Avocat de profession, il devient sénateur dans le Cantal en 2008 (et jusqu’en 2019). Il a appartenu au Parti radical de gauche (PRG) puis au Mouvement radical (MR) et a officié dans les gouvernements d’Édouard Philippe en tant que ministre de l’Agriculture et de l’Alimentation, puis en tant que ministre de la Cohésion des territoires.

– François Pillet, 72 ans, nommé en février 2019 par Gérard Larcher, président du Sénat.

Avocat de profession, il a été maire de Mehun-sur-Yèvre (dans le Cher), puis sénateur, rattaché à l’UMP puis à LR entre 2007 et 2019. Il a également été membre et vice-président de la commission des Lois constitutionnelles, de législation, du suffrage universel, du Règlement et d’administration générale du Sénat, ainsi que vice-président du comité de déontologie du Sénat.

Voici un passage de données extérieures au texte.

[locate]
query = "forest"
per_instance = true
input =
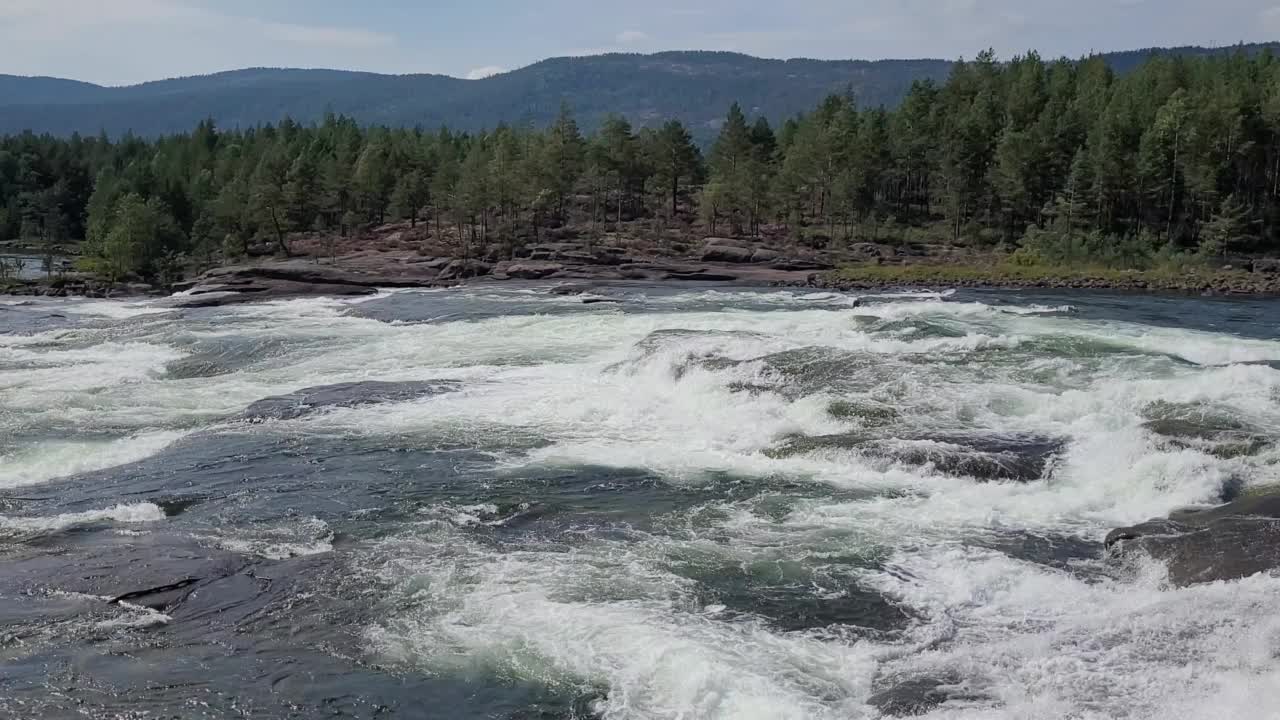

– Alain Juppé, 77 ans, nommé en février 2019 par Richard Ferrand, président de l’Assemblée nationale.

Il a été maire de Bordeaux, président de la métropole de Bordeaux, députés français (RPR et UMP) ministre à de multiples reprises, et Premier ministre lors du premier mandat de Jacques Chirac, entre 1995 et 1997.

– Jacqueline Gourault, 72 ans, nommée en mars 2022 par le président Macron.

D’abord professeure d’histoire-géographie, elle devient ensuite sénatrice (UDF), puis vice-présidente du Sénat. Elle est nommée ministre auprès du ministre de l’Intérieur lors du premier mandat d’Emmanuel Macron, avant de devenir ministre de la Cohésion des territoires et des relations avec les Collectivités territoriales.

– François Seners, 65 ans, nommé en février 2022 par Gérard Larcher, président du Sénat.

Haut fonctionnaire français, diplômé de Sciences Po Strasbourg et de l’ENA, il a été le secrétaire général du Conseil d’Etat, puis le directeur du cabinet du président du Sénat.

– Véronique Malbec, 64 ans, nommée en février 2022 par Richard Ferrand, président de l’Assemblée nationale.

Magistrate française, elle a été procureure générale de la Cour d’appel de Rennes et de celle de Versailles, puis secrétaire générale du ministère de la Justice et directrice de cabinet du ministre de la Justice.